EL Observador

11:13 hrs. Viernes 07 de diciembre de 2012 Eduardo Reyes Frías

Ley de Pesca con filetes y espinas

Bastante conforme quedó el ministro Longueira el 29 de noviembre, luego que la mayoría del Senado aprobó más de cien modificaciones al proyecto de pesca, con tres meses de intenso debate. Aparte de las posturas políticas, hay pleno consenso respecto a la sobreexplotación, donde el jurel disminuyó desde 2 millones de toneladas a menos de 300 mil en 15 años. A su vez, las merlucitas tipo pejerrey muestran la debilidad de biomasa disponible.

Hubo acuerdo legislativo en señalar la soberanía del Estado sobre los recursos hidrobiológicos, y en tal sentido se validó la creación de los Comités Científicos que en el futuro delimitarán las atribuciones de la autoridad para fijar las capturas máximas y otras medidas ecológicas. Queda pendiente el aporte económico para reforzar la fiscalización y el estudio de los ecosistemas marinos, donde influyen fenómenos oceánicos.
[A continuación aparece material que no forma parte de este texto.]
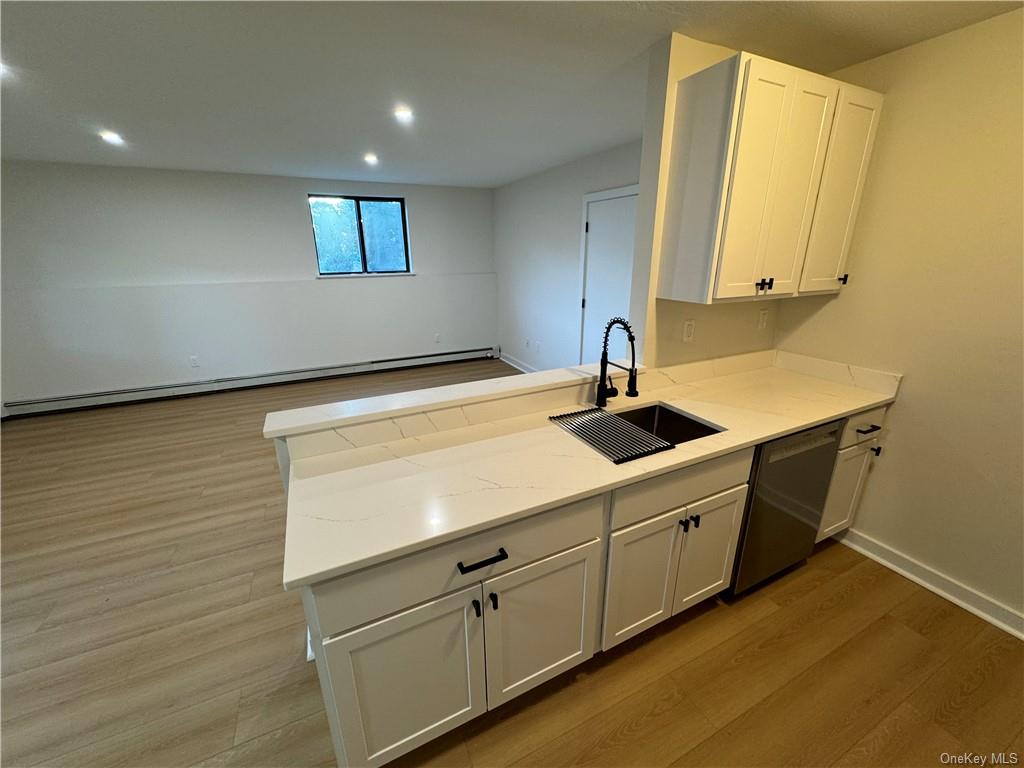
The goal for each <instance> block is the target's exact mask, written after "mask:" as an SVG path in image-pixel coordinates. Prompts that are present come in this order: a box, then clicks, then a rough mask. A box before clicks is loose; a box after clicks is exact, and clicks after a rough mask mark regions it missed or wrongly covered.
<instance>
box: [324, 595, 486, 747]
mask: <svg viewBox="0 0 1024 768" xmlns="http://www.w3.org/2000/svg"><path fill="white" fill-rule="evenodd" d="M482 598H483V595H482V591H481V589H480V586H479V585H476V586H475V587H471V588H470V589H466V590H462V591H461V592H456V593H455V594H454V595H449V596H446V597H442V598H440V599H437V600H433V601H431V602H428V603H426V604H424V605H419V606H417V607H415V608H411V609H409V610H406V611H402V612H400V613H397V614H396V615H392V616H389V617H387V618H383V620H381V621H379V622H375V623H373V624H371V625H369V626H367V627H362V628H360V629H357V630H354V631H353V632H349V633H346V634H344V635H341V636H339V637H335V638H332V639H330V640H327V641H325V642H324V656H325V660H326V663H327V664H326V667H327V669H328V674H329V676H330V683H329V684H330V686H331V690H332V693H333V696H334V702H335V706H336V707H337V709H338V710H339V711H340V712H341V713H342V716H341V717H340V718H339V725H340V731H341V738H342V740H343V742H344V750H345V755H346V758H347V760H348V762H349V764H350V765H370V766H377V765H383V764H384V763H386V762H388V761H389V760H392V759H394V758H396V757H398V756H399V755H402V754H404V753H407V752H409V751H410V750H412V749H414V748H416V746H419V745H420V744H422V743H426V742H427V741H429V740H430V739H432V738H434V737H435V736H438V735H440V734H441V733H444V732H445V731H449V730H451V729H452V728H455V727H456V726H458V725H461V724H462V723H465V722H466V721H467V720H471V719H472V718H474V717H476V716H477V715H480V714H482V713H484V712H486V709H487V700H486V693H485V673H484V663H483V658H484V655H483V654H484V640H483V618H482V616H481V615H477V611H478V610H480V608H481V607H482ZM321 684H322V685H325V684H327V681H324V680H323V679H322V680H321Z"/></svg>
Por ejemplo, El Niño.

La controversia se manifestó en las licencias de pesca otorgadas a las empresas por una ley anterior. La propuesta actual era darles continuidad indefinida, como demandan los beneficiarios... Sin embargo, el Senado acordó 20 años, renovables, con la opción de transferir parte de estas licencias a través de "cualquier negocio jurídico", admitiendo el ingreso de nuevos actores. Es un objetivo lejano, en vista del escuálido filete pesquero.
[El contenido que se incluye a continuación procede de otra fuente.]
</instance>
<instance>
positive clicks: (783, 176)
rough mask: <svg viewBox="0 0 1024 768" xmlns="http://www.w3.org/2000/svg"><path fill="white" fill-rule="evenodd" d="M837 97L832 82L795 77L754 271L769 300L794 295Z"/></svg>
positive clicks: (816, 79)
El debate espinudo se focaliza en los "derechos históricos" para participar en las cuotas y zonas de captura en el extenso litoral de Chile y hasta 200 millas de distancia, incluidas las islas de Juan Fernández y Rapa Nui.
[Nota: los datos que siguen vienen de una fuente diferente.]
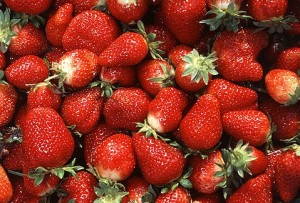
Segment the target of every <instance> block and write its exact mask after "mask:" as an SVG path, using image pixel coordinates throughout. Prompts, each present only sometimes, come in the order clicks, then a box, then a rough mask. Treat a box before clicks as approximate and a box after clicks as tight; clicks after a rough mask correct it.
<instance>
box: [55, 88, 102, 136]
mask: <svg viewBox="0 0 300 203" xmlns="http://www.w3.org/2000/svg"><path fill="white" fill-rule="evenodd" d="M102 100H103V98H102V96H101V90H100V88H98V87H94V88H86V89H83V90H79V91H76V92H74V93H72V94H69V95H68V96H66V97H65V99H64V101H63V103H62V106H61V111H60V112H61V113H60V115H61V117H62V118H63V119H64V122H65V123H66V125H68V126H71V125H75V130H76V131H78V132H79V133H83V134H85V133H90V132H92V131H93V130H94V129H95V127H96V126H97V124H98V122H99V120H100V118H101V111H102V106H103V101H102Z"/></svg>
La industria, iniciada hace 80 años en el Golfo de Arauco y después en Iquique, marcó un récord mundial con cuatro millones de toneladas de jurel en 1994, compitiendo en "la carrera olímpica". Hoy genera exportaciones y ventas internas de US $ 1.400 millones anuales, en tanto que su flota y plantas procesadoras ocupan 50 mil personas. Al mismo tiempo, las caletas de Arica a Magallanes, mucho más antiguas, registran 80 mil pescadores, con distintos aparejos y embarcaciones. No exportan, pero abastecen el consumo local y venden materia prima a las plantas industriales.

La disparidad de intereses laborales y regionales en torno al proyecto se ha mantenido en las protestas callejeras que llegaron a las tribunas del Congreso. En forma menos visible operan intereses mayores. Además, subsisten críticas a la concentración económica del sector, donde muy pocas empresas dominan cerca del 90 % de la pesca, con nombres que se repiten.

Finalmente, todas las divergencias deberán ser zanjadas por una Comisión Mixta de diputados y senadores, antes del Año Nuevo, teniendo en cuenta que el ministro Longueira también podrá formular sus últimas indicaciones.